1525Je sentirois mon mal puissamment soulagé[1],
Si du moins un ami m’en étoit obligé.
Ce cavalier, au reste, a tous les avantages
Que l’on peut remarquer aux plus braves courages,
Beau de corps et d’esprit, riche, adroit, valeureux,
1530Et surtout de Doris à l’extrême amoureux.

DORIS.

Toutes ces qualités n’ont rien qui me déplaise,
Mais il en a de plus une autre fort mauvaise,
C’est qu’il est ton ami : cette seule raison
Me le feroit haïr, si j’en savois le nom.

ALCIDON.

1535Donc pour le bien servir il faut ici le taire[2] ?

DORIS.

Et de plus lui donner cet avis salutaire,
Que s’il est vrai qu’il m’aime et qu’il veuille être aimé,
Quand il m’entretiendra, tu ne sois point nommé ;
Qu’il n’espère autrement de réponse que triste.
1540J’ai dépit que le sang me lie avec Philiste,
Et qu’ainsi malgré moi j’aime un de tes amis.

ALCIDON.

Tu seras quelque jour d’un esprit plus remis.
Adieu : quoi qu’il en soit, souviens-toi, dédaigneuse[3],
Que tu hais Alcidon qui te veut rendre heureuse.

DORIS.

1545Va, je ne veux point d’heur qui parte de ta main.

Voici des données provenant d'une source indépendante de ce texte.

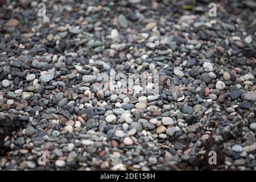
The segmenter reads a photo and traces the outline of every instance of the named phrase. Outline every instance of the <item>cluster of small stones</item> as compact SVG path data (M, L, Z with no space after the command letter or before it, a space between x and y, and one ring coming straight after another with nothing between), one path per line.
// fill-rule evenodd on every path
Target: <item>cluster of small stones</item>
M0 9L0 169L256 169L255 2L39 1Z

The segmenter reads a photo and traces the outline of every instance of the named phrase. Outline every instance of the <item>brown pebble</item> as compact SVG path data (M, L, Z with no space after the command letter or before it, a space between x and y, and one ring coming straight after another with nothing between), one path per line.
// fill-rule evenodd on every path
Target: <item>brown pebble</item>
M119 146L118 143L117 141L114 140L111 141L111 144L112 145L112 146L113 147L118 148Z
M7 27L16 27L19 25L19 22L16 19L11 19L7 23Z
M205 97L208 97L209 96L209 94L210 94L210 89L209 89L209 88L205 87L204 88L204 96Z

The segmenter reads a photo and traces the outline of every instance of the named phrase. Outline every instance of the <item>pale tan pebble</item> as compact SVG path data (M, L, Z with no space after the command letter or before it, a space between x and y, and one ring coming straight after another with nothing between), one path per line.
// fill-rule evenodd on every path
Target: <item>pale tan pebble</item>
M156 132L158 134L159 134L160 133L163 133L166 131L166 128L164 126L163 126L163 125L161 125L156 128Z
M125 137L123 139L123 143L126 146L131 146L133 144L133 141L130 137Z
M69 120L66 123L66 126L70 125L70 126L74 126L75 125L75 121L72 120Z
M81 123L79 121L76 121L76 123L75 124L75 127L78 127L81 126Z

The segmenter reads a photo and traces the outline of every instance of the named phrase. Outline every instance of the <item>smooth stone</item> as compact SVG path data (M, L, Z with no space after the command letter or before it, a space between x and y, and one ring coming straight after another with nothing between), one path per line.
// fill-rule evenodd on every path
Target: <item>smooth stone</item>
M126 19L126 18L123 15L120 14L118 16L118 20L119 24L122 28L126 28L128 26L128 20Z
M184 73L180 70L175 69L174 72L174 74L175 74L179 78L181 78L184 76Z
M39 80L41 81L42 83L46 83L52 79L53 79L54 76L51 74L47 73L44 75L42 75L39 77Z
M61 160L57 160L55 162L55 165L57 167L65 167L65 166L66 166L66 163L65 161L63 161Z
M170 117L163 117L162 123L163 125L174 125L174 121Z
M82 81L84 82L94 82L97 80L97 77L94 75L84 75L82 76Z
M110 35L112 39L117 39L118 38L118 31L117 29L112 30Z
M146 104L142 102L138 102L135 104L135 108L137 109L145 109L146 106Z
M239 104L239 106L242 109L249 109L251 107L251 104L247 101L241 102Z
M133 141L130 137L125 137L123 139L123 143L126 146L131 146L133 144Z
M212 71L213 70L213 67L212 63L209 62L204 62L203 64L203 67L207 71Z
M8 87L10 86L10 81L6 79L3 80L2 81L2 85L5 88Z
M123 131L117 130L115 133L115 135L119 138L123 138L125 136L125 133Z
M153 125L148 122L144 122L142 123L142 126L145 130L152 130L155 129L155 125Z
M188 125L192 125L195 121L195 117L193 115L189 115L185 119L185 122L188 123Z
M224 80L230 80L230 75L229 73L225 72L224 73L223 73L223 79L224 79Z
M241 90L234 90L230 92L230 98L232 101L234 101L240 97L242 95L242 91Z
M134 108L135 105L132 104L126 104L122 106L122 108L125 110L129 110Z
M79 111L77 115L81 116L83 114L86 114L87 119L92 118L94 116L94 112L91 109L84 109Z
M215 86L216 87L216 89L217 89L218 90L222 90L226 87L226 85L223 82L223 81L218 81L216 82Z
M58 103L57 106L63 109L65 106L68 104L68 101L67 98L63 98Z
M28 136L31 136L34 134L35 134L36 132L36 130L32 127L32 126L28 126L25 131L25 134Z
M138 132L141 132L143 130L142 126L138 122L133 122L129 126L129 129L135 129Z
M232 147L232 150L234 152L240 153L242 152L243 151L243 147L242 147L239 144L235 144Z
M193 108L191 106L187 105L183 106L183 107L182 108L182 113L183 114L193 114Z
M109 123L112 123L113 122L115 122L115 120L117 119L117 117L115 115L113 115L113 114L110 114L108 115L106 117L106 121L109 122Z
M7 96L9 98L12 98L12 99L15 99L16 97L17 97L17 96L14 93L14 92L11 92L11 91L8 92Z
M60 102L64 98L64 95L62 93L57 93L53 96L52 98L52 102L54 104L57 105L59 102Z
M250 124L250 128L253 130L256 130L256 123Z
M248 92L245 94L243 98L249 101L255 100L256 100L256 93L253 91Z
M123 109L123 108L118 108L118 109L114 109L113 110L113 112L114 114L115 114L115 115L121 115L122 114L123 114L125 112L125 109Z
M188 74L189 74L189 76L193 78L197 77L199 75L200 73L199 70L197 68L194 68L188 71Z
M35 74L30 74L26 77L26 80L27 81L31 81L35 80L36 78L36 75Z
M167 128L166 131L166 134L169 136L173 136L175 133L175 129L173 127L170 127Z
M159 134L160 133L163 133L166 131L166 128L164 126L163 126L163 125L161 125L156 128L156 133L158 134Z

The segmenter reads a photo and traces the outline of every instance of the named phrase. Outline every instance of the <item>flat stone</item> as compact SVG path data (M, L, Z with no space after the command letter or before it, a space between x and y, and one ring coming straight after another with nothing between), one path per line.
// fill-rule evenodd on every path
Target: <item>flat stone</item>
M146 107L146 104L142 102L138 102L135 104L135 108L137 109L145 109Z
M54 104L57 105L59 102L60 102L64 98L64 95L62 93L57 93L53 96L52 98L52 102Z
M2 85L5 88L8 87L10 86L10 81L8 80L3 80L2 81Z
M27 81L31 81L35 80L36 78L36 75L35 74L30 74L26 77L26 80Z
M123 138L125 133L122 130L117 130L115 131L115 135L119 138Z
M204 62L203 64L204 69L207 71L212 71L213 70L212 64L209 62Z
M216 82L215 86L216 87L216 89L217 89L218 90L222 90L225 88L226 85L223 82L223 81L218 81Z
M65 161L61 160L57 160L55 162L55 165L57 167L65 167L66 166L66 163Z
M94 112L91 109L84 109L79 111L77 115L81 116L83 114L86 114L87 119L92 118L94 116Z
M128 20L123 14L120 14L118 16L118 23L122 28L127 28L127 27L128 26Z
M28 126L25 131L25 134L28 136L31 136L34 134L35 134L36 132L36 130L34 129L34 127L31 126Z
M251 107L251 104L247 101L241 102L239 104L239 106L241 109L249 109Z
M117 119L117 117L115 115L113 115L113 114L110 114L108 115L106 117L106 121L109 122L109 123L112 123L112 122L114 122L115 121L115 120Z
M183 107L182 108L182 113L192 114L193 114L193 108L191 106L188 106L187 105L183 106Z
M82 81L84 82L94 82L97 80L97 77L94 75L84 75L82 76Z
M161 125L160 126L158 126L156 128L156 133L158 134L160 134L160 133L164 133L166 131L166 128L164 126L163 126L163 125Z
M19 25L19 21L16 19L11 19L6 23L6 26L7 27L16 27Z
M249 101L255 100L256 100L256 93L253 91L248 92L245 94L243 98Z
M180 70L175 69L174 72L174 74L175 74L179 78L182 78L184 76L184 73Z
M174 125L174 121L170 117L163 117L162 123L163 125Z
M242 147L239 144L235 144L232 147L232 150L234 152L240 153L242 152L243 151L243 147Z
M174 135L174 133L175 133L175 129L173 127L169 127L166 130L166 133L169 136L172 136L172 135Z
M230 92L230 98L234 101L240 97L242 95L242 91L241 90L234 90Z
M133 141L130 137L125 137L123 139L123 143L126 146L131 146L133 144Z
M44 75L42 75L39 77L39 80L42 83L47 83L52 79L53 79L54 76L51 74L47 73Z

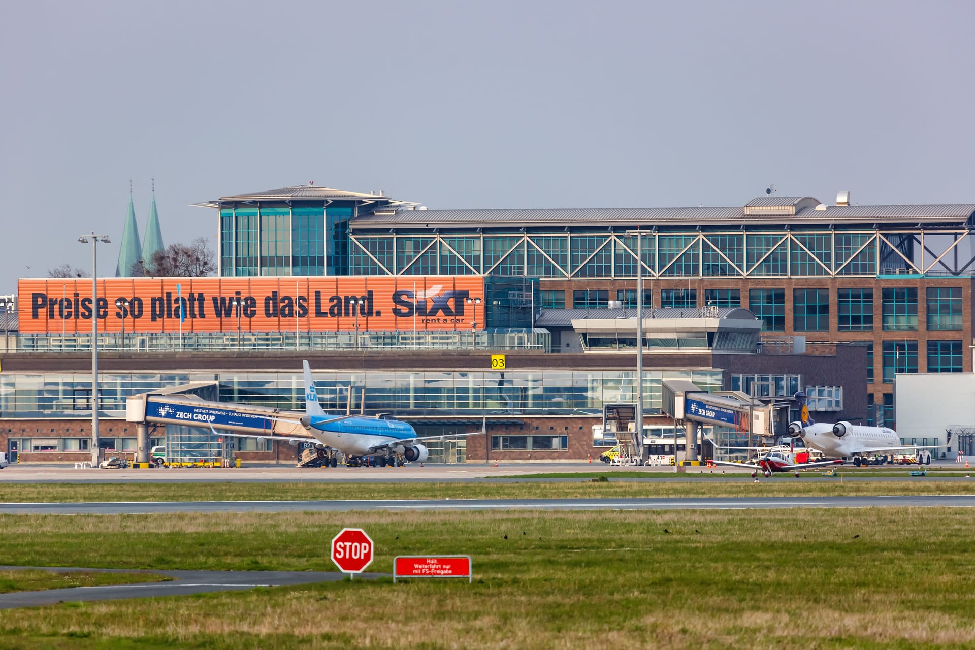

  1. Var. Je sentirois mon mal de beaucoup soulagé. (1634-57)
  2. Var. Donc, pour le bien servir, il me le faudroit taire ? (1634)
    Var. Donc, pour le bien servir, il me faut vous le taire ? (1644-57)
  3. Var. Je m’en vais : cependant souviens-toi, rigoureuse. (1634-57)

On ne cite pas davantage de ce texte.